Though Alexis did not mention it, Canada's role in Haiti has seemed relatively benign. Unlike the US under Clinton and Bush, Canada maintained its aid programme during Aristide's rule and regularly consults its diaspora on how it might play a part in putting Haiti together as a democratic, stable entity.
But Alexis stresses a report by the Canadian Foundation for the Americas (FOCAL), commissioned by Canada's parliamentary foreign affairs committee. FOCAL had been asked to report on a system for post-Aristide Haiti. Alexis sees this as evidence that the occupation was planned.
The report said the institutions of this "failed state" had stopped functioning because of violence, drugs trafficking, transnational criminality and economic collapse. But Alexis says "one could suspect the capitalist states" of having organised these instabilities to justify the occupation "or, if you prefer, to justify putting Haiti under its guardianship".

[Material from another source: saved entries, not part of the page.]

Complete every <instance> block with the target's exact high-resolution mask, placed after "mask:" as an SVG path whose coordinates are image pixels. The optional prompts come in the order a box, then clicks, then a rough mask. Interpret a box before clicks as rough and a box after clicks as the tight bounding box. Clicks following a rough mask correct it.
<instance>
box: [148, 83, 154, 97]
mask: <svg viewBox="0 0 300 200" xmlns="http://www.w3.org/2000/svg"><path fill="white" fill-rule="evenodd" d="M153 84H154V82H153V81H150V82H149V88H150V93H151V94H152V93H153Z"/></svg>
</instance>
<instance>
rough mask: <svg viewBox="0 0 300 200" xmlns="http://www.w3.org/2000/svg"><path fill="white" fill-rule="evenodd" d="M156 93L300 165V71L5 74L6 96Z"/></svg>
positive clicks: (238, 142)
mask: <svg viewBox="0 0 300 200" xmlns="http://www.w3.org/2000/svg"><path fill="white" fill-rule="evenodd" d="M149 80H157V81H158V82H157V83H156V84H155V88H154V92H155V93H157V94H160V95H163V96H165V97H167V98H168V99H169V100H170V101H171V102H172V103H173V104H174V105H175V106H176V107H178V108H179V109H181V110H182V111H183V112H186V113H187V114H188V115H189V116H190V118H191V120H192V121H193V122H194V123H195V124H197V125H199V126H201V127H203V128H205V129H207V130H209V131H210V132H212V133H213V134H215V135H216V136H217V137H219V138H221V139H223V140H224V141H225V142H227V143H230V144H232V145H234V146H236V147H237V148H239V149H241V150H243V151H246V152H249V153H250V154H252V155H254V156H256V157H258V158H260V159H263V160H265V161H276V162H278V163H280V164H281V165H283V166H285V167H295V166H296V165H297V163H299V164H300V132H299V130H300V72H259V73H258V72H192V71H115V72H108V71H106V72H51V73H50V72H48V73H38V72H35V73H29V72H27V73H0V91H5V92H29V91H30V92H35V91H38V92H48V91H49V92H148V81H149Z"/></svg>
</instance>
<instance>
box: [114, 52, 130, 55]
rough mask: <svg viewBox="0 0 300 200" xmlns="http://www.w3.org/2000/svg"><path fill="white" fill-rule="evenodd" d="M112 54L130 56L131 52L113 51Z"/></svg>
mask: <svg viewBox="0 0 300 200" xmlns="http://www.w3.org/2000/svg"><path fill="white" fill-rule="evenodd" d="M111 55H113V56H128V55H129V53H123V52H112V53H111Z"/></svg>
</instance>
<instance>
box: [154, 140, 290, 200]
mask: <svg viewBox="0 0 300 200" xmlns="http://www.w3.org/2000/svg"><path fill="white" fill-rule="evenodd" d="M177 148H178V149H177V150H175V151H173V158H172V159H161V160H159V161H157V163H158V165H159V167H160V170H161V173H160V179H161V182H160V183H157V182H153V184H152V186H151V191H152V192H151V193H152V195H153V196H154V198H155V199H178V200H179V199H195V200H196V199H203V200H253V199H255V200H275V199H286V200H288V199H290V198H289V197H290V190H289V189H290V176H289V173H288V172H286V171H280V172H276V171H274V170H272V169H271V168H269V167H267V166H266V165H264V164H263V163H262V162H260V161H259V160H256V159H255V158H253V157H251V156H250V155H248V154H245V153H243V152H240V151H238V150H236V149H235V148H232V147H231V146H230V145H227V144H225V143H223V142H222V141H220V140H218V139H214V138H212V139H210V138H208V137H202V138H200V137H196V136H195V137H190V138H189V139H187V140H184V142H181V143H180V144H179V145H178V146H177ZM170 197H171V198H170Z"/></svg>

The report urged an energetic lead role for Canada and proposed a system closely resembling the UN regime in East Timor immediately following its 1999 vote for independence. That only lasted less than three years.
The Haiti report ends with a family-tree type graphic which places the president on the fourth tier. The Organisation of American States, and donors Brazil, Canada, CARICOM (the Caribbean Community and Common Market), France, the US, the World Bank and the International Development Bank are at the top.
The report says that "given the chaotic political landscape, the error of a rush to elections as in Bosnia must be avoided. First elections should be at the municipal level". Alexis says "the imperialists contradict themselves" here and yet are determined to hold presidential elections next month. He even suggests "something is going to happen at the level of insecurity to show that Haitians are incapable of ruling themselves so that tutelage of Haiti can be definitively wrapped up."
Before 1986, when the Duvalier dictatorship ended, drugs were not a problem, says Alexis. Cocaine use had been confined to the oligarchy. But after the dictatorship, planes began to fly over and drugs were thrown down. "Some think it was the CIA," says Alexis conspiratorially. Once the population got to know what drugs were, the planes landed and an "invisible hand" put them on ships which took them to the US. The ships came back with weapons.
Today, 21 per cent of Colombian cocaine for the US and Canada comes through Haiti, says Alexis. In a reference to fleeing Haitian boat people he adds: "People get sent back but not drugs."
René Préval, prime minister under Aristide and later his successor, had an accord with Washington to control the airspace against drugs, but Haiti did not have the equipment to do it. This did not prevent Haiti being accused of dealing in the trade, though the US had the planes to stop it, says Alexis. Préval is a candidate next month, but Alexis offers no prediction of the result.
Many others doubt it but Alexis says the elections may well be free and fair, though so far only two of the five million eligible to vote have been given registration cards. "But", he says, "it will make no difference" to a society now armed to the teeth.
Last week Condoleezza Rice visited Haiti and told the unelected interim government many see as illegal to insure that the elections are fair. Alexis doesn't believe her sincerity. He says: "If the elections are not fair it will be her friends who will win.